Я бы могла сейчас, как старшая сестра, утешить Пашу, погладить по голове. Да ведь он парень горячий, его это не устроит, и я ему не сестра. Паша еще больше измучается и изведется. Да и не пустит его тетя Даша в двенадцать часов на порог. А идти к нему ночью мне самой, как бы мне жалко его ни было – абсурд.
– Спокойной ночи, Паша.
– Руся, Руся, подожди… Это… Я завтра… типа… позвоню тебе.
– Ты, главное, Дахе позвони в больницу, Паша. И на занятия сходи. Выгонят.
– Сам разберусь! – буркнул Паша и отключился.
Я только вздохнула. Как-то оно у нас так идет и идет. И все привыкли к этому. Паша – буйствовать и страдать по мне, живя при этом с Дахой. У них ведь уже приличный срок таких странных отношений. У нас у всех уже приличный срок таких странных отношений. Или это и есть жизнь? И она очень разная и очень странная…
Я незаметно уснула на полу, проспала часа три, наверное. Проснулась оттого, что кто-то в темноте плохо освещенного коридора об меня споткнулся. Девушка, которую я не знаю, шла куда-то ночью. Она со сна испугалась, стала визжать, кто-то еще проснулся, захлопали двери в комнатах.
Я поднялась на свой этаж, попробовала зайти к себе.
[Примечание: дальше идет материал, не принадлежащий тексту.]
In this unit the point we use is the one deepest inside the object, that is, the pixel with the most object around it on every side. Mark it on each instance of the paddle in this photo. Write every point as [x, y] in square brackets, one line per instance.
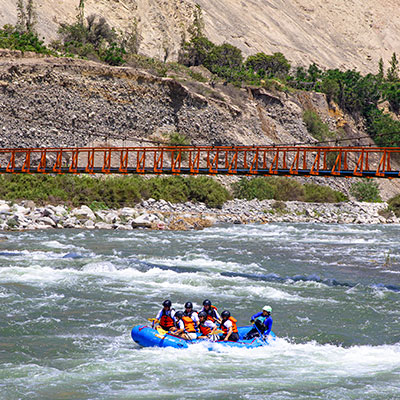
[261, 335]
[152, 320]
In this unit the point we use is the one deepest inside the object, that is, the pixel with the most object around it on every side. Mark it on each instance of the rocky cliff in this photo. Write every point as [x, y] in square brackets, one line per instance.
[65, 102]
[332, 33]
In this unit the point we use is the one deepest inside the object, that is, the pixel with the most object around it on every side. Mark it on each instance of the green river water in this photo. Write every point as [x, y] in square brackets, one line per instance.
[68, 300]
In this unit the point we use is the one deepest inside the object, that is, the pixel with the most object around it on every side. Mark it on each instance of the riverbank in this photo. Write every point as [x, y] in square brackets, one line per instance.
[163, 215]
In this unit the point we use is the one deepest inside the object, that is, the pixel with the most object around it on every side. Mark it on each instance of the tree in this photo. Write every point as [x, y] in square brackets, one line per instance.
[381, 72]
[391, 93]
[26, 16]
[393, 70]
В комнате была такая вонища, что я задохнулась. Все спали вповалку, кто в обнимку, кто просто друг у друга на головах. Кто-то, значит, домой так и не ушел, не смог, Ленка щедро всех напоила.
На моей кровати лежали трое – тощий Генка и еще двое девиц, одна из которых спала сидя, развалив руки и ноги, как большая тряпичная кукла. Ленка спала впритирку с каким-то прыщавым парнем, которого я даже и не видела до этого. У него свесилась рука, вся испещренная разноцветной татуировкой, часть линий светилась в темноте. Это смотрелось жутковато.
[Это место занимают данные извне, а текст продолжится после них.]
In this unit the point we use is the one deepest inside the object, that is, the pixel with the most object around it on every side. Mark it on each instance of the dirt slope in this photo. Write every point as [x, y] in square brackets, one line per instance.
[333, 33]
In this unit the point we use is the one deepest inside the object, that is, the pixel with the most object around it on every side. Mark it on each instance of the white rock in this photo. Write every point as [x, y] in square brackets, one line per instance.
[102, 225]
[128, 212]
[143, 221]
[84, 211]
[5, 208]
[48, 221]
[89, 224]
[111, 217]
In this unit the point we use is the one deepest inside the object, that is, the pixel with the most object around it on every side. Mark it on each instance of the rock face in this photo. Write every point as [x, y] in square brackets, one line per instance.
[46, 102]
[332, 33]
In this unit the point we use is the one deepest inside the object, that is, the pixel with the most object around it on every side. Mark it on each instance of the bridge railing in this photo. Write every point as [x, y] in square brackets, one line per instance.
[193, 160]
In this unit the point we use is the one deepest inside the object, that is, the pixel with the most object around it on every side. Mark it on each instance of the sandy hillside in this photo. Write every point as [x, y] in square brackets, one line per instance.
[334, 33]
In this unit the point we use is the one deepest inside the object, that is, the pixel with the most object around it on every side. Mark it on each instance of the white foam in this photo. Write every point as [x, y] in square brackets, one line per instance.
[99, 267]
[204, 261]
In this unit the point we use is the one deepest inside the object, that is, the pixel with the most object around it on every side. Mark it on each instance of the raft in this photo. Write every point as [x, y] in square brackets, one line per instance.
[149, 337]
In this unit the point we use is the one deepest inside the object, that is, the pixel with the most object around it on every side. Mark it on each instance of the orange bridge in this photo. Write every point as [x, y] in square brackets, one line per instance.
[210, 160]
Я взяла с вешалки свою куртку, с трудом откопав ее из-под чужой одежды. Синие Фросины ботиночки я так и не снимала.
До утра оставалось совсем немного, я решила дождаться шести часов и до занятий сходить к своим старикам, они встают очень рано, и я бы еще успела что-то им сделать.
Я больше уснуть так и не смогла. Сидела на полу, теперь уже на нашем этаже, и думала о жизни.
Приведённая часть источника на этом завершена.